# Engine Bay Detailing



## TOGWT (Oct 26, 2005)

*Engine detailing* simply implies cleaning the engine compartment and applying protective products to wiring, vinyl and rubber hoses and shields. It's not a difficult task, albeit the first time cleaning is a somewhat messy one. Then after the initial detailing it's just a matter of maintenance.

It's really an easy 45-60 minute task every 2-3 months, the benefits are to increase the resale value of the vehicle and also highlight any leaks that can be rectified prior to becoming a major service repair. A correctly detailed vehicle looks impeccable, both the exterior and interior of the vehicle, why not extend the same standard to the engine compartment?

To state that an engine compartment and components are weatherproof because they are in semi-open environment is a naive excuse for steam or high pressure washing (usually used to get the job done quickly as opposed to safely). The electrical and other engine components are made to be water repellent (very different from waterproof) providing the water is from a low pressure source; i.e. water migration from going through a puddle of water.

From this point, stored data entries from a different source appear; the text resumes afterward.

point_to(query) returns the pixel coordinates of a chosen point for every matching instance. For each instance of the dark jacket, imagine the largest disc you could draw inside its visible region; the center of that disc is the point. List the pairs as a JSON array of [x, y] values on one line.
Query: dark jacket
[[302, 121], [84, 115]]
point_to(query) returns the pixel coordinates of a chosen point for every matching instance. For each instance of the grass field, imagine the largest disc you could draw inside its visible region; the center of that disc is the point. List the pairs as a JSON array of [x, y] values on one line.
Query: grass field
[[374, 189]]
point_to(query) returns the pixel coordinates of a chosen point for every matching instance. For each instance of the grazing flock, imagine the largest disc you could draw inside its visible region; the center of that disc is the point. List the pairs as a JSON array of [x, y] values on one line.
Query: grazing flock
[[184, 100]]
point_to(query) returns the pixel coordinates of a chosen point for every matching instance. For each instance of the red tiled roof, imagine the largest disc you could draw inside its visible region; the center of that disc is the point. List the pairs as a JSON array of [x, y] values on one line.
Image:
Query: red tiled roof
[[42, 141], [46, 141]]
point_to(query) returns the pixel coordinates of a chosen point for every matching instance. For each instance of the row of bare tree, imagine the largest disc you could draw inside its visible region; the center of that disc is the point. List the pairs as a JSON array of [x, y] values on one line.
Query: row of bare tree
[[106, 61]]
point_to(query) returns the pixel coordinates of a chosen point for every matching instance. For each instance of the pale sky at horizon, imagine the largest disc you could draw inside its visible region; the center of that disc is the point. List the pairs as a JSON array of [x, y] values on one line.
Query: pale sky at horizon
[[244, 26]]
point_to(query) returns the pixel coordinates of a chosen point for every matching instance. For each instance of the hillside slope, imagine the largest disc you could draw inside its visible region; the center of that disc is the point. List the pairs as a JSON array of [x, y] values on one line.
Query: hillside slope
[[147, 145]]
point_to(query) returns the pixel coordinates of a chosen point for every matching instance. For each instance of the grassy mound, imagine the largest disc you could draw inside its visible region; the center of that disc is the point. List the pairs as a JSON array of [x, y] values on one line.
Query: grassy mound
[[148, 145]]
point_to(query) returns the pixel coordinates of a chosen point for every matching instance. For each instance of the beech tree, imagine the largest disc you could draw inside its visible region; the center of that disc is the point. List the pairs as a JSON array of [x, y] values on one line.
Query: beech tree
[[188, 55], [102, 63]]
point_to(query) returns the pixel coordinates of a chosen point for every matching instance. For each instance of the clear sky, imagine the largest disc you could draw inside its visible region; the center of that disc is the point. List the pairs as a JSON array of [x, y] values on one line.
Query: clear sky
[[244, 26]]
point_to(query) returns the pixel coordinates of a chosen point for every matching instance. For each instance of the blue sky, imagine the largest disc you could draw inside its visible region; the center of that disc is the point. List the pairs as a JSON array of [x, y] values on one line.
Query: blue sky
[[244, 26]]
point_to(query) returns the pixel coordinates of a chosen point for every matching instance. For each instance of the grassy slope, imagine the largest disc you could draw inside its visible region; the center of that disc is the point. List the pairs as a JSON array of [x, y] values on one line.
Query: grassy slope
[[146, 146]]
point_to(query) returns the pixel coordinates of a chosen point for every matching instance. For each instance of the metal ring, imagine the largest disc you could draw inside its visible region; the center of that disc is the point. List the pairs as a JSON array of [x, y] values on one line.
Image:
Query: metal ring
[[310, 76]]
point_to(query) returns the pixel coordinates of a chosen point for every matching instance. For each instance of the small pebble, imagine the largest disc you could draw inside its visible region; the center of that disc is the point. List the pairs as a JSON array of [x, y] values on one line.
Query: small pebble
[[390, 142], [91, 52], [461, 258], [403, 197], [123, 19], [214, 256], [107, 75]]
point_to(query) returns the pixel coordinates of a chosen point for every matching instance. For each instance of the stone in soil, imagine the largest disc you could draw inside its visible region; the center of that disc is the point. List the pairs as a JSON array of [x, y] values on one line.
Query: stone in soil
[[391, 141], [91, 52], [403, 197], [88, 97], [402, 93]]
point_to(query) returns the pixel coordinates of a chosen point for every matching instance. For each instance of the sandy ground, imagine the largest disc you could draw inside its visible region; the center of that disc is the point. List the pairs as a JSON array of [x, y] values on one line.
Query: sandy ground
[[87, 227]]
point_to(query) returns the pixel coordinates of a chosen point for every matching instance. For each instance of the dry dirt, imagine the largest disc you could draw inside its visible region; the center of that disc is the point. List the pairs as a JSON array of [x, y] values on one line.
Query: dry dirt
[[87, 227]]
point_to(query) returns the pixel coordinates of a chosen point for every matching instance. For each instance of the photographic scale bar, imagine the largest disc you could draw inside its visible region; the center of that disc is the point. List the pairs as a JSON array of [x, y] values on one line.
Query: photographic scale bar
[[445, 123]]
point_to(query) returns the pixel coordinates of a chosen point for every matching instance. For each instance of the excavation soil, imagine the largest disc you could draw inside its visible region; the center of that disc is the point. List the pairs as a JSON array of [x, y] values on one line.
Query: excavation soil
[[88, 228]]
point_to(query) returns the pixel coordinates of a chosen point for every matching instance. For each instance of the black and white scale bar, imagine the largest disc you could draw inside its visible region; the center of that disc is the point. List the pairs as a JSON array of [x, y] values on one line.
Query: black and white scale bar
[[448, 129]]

*Engine Compartment Steam Cleaning: *
High-pressure steam cleaning can force solutions into the engine harness sheath and associated cables, causing unusual problems that would not have occurred otherwise. Steam will subject the engine's electrical components to a higher pressure and heat conditions than they were designed or specified for. Once steam is applied to a cold metal surface it condenses and becomes water, which may migrate to places that it cannot be easily removed from.

Modern vehicle engine harness multi-plugs and related sealing measures are not designed for the discharge velocity and force of typical commercial steam cleaning units. Further, cleaning solutions with the high-pressure discharge can leave conductive and often corrosive residues deep within the harness and cables.

Most engines are rarely so encrusted with automotive residues and dirt that normal, low-pressure degreasing methods fail to provide proper, efficient cleaning. High-pressure engine water / steam cleaning are unnecessary and should be restricted to extreme cleaning jobs, such as commercial trucks, off-road vehicles, etc.

I would recommend wearing a pair of latex cloves while working on the engine compartment. Road grime, tar and grease are very difficult to remove from underneath your fingernails. Outside of the garage your hands shouldn't look like you need lessons in personal grooming

Do not use a solvent based product for engine compartment detailing as solvents have a low flash point and could start a flash fire in the engine, solvents also deteriorates and expands rubber, which may have a detrimental effect on belts and hoses.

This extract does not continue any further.